The timing is close. I graduated from high school in 1959 about 90 miles from director George Lucas’ home in Modesto. It was filmed mostly In San Rafael, 10 miles from where I lived in El Cerrito. I even went several times to Mel’s Drive-In in Berkeley, part of the local chain shown in the movie.
At the film’s release in 1973, I really enjoyed it. I liked the nostalgia for a bygone era, familiar songs of the time and satisfaction of having moved beyond that silliness.
Watching it again 52 years later, I hated it. How could these stupid kids simply ride up and down the street in cars and agonize over who liked whom and who didn’t? Who cares? I hated the drama of teen-age romance. Maybe because I had struggled through it later as a parent.
And why was the star character really agonizing over whether to stay in town or go to college? Of course he should leave town. His parents needed to give him a talking-to!
What I did like about watching this idiocy is that I must have moved on from the first time I saw it. This movie may have been about my era but not about me. I did not cruise up and down Macdonald Avenue in nearby Richmond (Calif.) on Saturday night. . . I’m not sure who did.

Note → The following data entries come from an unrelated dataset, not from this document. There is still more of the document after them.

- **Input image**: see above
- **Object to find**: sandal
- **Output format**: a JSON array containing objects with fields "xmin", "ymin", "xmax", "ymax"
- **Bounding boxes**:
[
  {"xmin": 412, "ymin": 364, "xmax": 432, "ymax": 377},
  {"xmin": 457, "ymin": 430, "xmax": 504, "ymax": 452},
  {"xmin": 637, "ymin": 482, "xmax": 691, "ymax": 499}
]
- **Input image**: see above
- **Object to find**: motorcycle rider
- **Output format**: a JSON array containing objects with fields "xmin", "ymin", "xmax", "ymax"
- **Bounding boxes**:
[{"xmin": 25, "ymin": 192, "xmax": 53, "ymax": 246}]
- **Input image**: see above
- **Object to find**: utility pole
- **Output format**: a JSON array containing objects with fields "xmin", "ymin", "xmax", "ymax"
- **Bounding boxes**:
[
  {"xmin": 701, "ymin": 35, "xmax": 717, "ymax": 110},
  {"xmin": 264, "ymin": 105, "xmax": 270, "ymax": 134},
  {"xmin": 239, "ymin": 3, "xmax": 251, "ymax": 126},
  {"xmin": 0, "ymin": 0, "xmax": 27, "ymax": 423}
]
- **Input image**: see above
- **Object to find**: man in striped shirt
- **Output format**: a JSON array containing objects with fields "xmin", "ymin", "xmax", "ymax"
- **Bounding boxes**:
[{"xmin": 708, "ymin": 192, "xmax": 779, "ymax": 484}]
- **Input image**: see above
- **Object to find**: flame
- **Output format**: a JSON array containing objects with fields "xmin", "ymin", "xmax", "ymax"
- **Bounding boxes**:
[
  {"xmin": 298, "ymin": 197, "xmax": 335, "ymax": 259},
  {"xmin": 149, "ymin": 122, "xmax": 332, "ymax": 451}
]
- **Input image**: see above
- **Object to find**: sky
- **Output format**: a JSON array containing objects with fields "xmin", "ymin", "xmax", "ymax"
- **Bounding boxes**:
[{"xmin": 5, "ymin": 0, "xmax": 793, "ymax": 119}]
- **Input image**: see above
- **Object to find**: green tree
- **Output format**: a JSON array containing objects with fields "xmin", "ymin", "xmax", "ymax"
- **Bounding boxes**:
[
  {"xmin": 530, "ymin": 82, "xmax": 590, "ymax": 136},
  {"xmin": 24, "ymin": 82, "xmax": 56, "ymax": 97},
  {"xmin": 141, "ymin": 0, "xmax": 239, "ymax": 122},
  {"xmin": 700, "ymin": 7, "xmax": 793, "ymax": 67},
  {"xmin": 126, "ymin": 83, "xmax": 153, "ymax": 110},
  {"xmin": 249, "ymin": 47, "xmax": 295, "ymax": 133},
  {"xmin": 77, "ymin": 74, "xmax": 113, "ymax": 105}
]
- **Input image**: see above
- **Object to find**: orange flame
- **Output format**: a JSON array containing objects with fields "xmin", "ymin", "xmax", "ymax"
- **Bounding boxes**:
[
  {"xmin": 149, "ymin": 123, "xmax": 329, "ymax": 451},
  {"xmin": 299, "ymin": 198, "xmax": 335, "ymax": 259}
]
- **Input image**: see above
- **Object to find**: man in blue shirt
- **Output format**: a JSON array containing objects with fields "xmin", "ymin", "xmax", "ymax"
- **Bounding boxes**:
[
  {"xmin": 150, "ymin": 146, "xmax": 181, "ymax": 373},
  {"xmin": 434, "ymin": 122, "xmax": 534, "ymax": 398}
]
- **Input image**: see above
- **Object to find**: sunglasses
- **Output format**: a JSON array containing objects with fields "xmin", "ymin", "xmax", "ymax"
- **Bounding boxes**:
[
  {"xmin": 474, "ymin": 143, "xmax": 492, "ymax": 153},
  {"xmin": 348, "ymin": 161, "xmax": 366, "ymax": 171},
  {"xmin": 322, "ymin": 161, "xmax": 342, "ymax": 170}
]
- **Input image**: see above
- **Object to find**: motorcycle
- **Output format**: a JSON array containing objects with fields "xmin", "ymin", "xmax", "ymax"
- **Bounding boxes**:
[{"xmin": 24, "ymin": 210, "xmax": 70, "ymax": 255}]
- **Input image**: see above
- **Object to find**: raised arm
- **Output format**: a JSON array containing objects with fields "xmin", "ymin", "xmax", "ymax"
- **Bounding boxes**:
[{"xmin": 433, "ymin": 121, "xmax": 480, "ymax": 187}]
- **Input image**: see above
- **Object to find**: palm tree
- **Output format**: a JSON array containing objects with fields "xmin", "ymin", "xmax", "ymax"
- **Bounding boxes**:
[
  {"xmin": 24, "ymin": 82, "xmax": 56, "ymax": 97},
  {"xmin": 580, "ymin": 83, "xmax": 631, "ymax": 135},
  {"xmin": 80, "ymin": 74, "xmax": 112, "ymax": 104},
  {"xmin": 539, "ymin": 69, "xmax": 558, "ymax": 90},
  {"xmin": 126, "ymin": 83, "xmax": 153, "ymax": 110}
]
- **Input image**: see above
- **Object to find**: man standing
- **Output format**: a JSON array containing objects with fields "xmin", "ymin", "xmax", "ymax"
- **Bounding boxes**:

Well, maybe I did once or twice. When I was 17, I took three of my 15-year-old friends to a movie. When we left the show in our car, one kid insisted on going back to the theater to pick up a girl. When I refused, I let him out but the theater manager wouldn’t let him back in, so he walked aimlessly on the streets. The rest of us cruised the street until I picked him up again and we all went home in silence.
This was fun? Not for me. The kid I let out of the car told me several years later: “The only reason we hung out with you was because you could drive a car.” Thanks a lot, buddy! I should have left him on the sidewalk.
Another problem I had with the era: what ever happened to the real-life cruisers and drag racers? Did the boys skip college or vo-tech training and have kids and become “ditch-diggers,” as my parents threatened me? Did the girls get pregnant and have a messed-up life afterward?
I could not identify with any of the characters. I guess I liked Lucas’ “Star Wars” better. Fantasy can be better than reality.